The researchers compared symptoms of non-hospitalized patients of all ages—with and without laboratory-confirmed SARS-CoV-2 infection—who sought medical care for an acute respiratory illness at US Flu Vaccine Effectiveness (VE) network study sites in Michigan, Pennsylvania, Texas, Washington, and Wisconsin from Mar 26 to Aug 15.
Of a total of 4,961 patients, 916 tested positive for SARS-CoV-2 via reverse-transcription polymerase chain reaction, and 4,045 had respiratory symptoms but tested negative for the virus. Phone interviews and online questionnaires gathered information on demographics, health behaviors such as smoking status, and underlying medical conditions.

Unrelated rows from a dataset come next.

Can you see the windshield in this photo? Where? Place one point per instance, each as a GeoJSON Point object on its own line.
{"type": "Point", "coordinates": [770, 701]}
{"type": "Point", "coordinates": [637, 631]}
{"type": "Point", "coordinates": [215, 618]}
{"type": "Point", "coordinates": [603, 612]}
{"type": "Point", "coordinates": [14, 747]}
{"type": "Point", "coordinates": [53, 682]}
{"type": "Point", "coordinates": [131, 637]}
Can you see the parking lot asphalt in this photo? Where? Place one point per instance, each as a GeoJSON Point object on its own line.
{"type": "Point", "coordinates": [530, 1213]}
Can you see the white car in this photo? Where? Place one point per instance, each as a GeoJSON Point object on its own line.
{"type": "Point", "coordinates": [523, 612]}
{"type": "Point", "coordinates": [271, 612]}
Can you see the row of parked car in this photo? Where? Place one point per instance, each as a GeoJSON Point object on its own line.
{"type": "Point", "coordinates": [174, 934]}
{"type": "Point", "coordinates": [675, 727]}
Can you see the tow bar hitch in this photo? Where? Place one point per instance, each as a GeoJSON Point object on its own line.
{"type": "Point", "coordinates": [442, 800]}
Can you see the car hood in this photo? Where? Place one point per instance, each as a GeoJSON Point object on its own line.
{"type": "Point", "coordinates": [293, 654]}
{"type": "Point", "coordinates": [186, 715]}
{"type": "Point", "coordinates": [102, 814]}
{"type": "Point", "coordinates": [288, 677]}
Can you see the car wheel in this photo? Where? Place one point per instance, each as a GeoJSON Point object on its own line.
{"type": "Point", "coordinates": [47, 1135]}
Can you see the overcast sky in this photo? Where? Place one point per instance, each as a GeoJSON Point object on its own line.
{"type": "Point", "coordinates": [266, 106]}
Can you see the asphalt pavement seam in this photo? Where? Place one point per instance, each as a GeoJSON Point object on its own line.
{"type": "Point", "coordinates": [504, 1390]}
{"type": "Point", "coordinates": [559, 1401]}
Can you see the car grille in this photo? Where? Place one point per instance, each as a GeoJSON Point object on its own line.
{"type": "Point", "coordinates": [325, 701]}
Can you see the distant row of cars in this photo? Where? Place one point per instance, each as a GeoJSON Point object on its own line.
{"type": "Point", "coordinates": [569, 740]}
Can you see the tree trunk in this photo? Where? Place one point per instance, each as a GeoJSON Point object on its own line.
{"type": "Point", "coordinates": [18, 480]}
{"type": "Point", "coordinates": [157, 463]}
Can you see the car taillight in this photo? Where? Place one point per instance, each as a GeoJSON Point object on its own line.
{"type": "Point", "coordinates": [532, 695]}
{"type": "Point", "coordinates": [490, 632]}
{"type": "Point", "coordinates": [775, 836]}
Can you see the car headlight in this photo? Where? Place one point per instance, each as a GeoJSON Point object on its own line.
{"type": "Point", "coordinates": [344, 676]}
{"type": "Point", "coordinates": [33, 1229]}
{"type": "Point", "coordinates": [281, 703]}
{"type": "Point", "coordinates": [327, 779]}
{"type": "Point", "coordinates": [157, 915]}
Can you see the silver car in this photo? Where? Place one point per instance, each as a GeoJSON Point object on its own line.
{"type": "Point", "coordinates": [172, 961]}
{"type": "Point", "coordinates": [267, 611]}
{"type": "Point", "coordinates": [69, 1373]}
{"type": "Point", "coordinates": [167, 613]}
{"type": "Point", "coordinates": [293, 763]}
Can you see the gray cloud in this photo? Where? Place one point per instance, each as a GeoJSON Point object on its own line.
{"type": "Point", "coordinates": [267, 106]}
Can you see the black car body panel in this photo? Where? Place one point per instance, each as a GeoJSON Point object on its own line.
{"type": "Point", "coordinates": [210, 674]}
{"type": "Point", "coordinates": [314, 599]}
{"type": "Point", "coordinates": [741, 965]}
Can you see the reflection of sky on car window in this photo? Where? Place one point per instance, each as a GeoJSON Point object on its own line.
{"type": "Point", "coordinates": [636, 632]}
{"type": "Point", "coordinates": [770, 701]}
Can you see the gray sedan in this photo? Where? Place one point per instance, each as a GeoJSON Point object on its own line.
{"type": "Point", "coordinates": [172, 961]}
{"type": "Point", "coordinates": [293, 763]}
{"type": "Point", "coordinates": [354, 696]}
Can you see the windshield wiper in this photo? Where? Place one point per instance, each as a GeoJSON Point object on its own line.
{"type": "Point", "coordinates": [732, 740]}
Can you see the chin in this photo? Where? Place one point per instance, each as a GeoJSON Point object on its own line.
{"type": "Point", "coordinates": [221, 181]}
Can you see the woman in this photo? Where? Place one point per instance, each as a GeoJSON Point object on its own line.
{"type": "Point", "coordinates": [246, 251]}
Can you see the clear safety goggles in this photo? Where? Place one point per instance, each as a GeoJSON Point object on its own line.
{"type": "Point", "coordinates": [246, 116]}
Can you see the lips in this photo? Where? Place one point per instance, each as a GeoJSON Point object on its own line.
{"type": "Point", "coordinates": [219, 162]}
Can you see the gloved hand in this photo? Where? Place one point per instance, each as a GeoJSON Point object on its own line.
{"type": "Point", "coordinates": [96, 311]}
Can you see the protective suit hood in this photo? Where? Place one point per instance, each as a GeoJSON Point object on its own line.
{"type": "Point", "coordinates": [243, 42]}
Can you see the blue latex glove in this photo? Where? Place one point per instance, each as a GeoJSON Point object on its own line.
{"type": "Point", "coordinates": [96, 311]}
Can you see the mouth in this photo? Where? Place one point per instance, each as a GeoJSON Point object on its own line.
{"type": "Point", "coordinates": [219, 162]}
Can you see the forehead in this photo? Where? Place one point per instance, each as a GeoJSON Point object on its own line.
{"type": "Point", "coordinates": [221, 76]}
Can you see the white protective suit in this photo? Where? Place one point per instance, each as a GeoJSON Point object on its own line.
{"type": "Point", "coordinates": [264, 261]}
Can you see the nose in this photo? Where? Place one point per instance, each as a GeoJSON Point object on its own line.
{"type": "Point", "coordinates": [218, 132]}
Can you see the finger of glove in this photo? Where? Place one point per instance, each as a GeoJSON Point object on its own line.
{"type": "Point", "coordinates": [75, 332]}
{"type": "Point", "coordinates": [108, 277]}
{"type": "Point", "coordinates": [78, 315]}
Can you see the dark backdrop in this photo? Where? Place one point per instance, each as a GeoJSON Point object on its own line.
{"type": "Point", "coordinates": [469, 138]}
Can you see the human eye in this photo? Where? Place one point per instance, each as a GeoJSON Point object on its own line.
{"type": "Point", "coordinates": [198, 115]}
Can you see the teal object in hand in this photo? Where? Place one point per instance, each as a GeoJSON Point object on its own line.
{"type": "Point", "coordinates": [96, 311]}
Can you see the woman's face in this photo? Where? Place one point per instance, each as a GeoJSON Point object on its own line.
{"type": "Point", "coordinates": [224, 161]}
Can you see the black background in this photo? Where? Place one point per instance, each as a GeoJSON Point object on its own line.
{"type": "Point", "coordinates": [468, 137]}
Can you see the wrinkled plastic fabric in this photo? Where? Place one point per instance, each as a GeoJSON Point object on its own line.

Cough was the most commonly reported symptom in both SARS-CoV-2–positive and –negative patients (86% and 83%, respectively; P < 0.01). Shortness of breath/difficulty breathing was reported less often by those with COVID-19 than without (40% vs 47%; P < 0.01), and 99% of patients reported fever and/or cough.
"Persons with COVID-19 reported a median of 7 (IQR, 5–8) of the assessed symptoms versus 6 (IQR, 4–7) for persons without COVID-19 (P < 0.01)," the authors said. "Among 4102 participants asked, 59% of persons with COVID-19 versus 19% of persons without COVID-19 reported diminished taste or smell (P < 0.01). Generalized symptoms (muscle aches or headache) and gastrointestinal symptoms (vomiting, diarrhea, or abdominal pain) were more common among persons with COVID-19 (91% and 57%, respectively) than among those without COVID-19 (83% and 50%, respectively; P < 0.01 for both)."
"Because of the wide overlap in COVID-19 symptoms with those of other respiratory illnesses, laboratory confirmation of SARS-CoV-2 infection will be critical, not only for limiting disease spread, contact tracing, and monitoring clinical course, but also for assessing the effectiveness of interventions during periods of co-circulation of SARS-CoV-2 and other respiratory viruses, including influenza," the authors noted.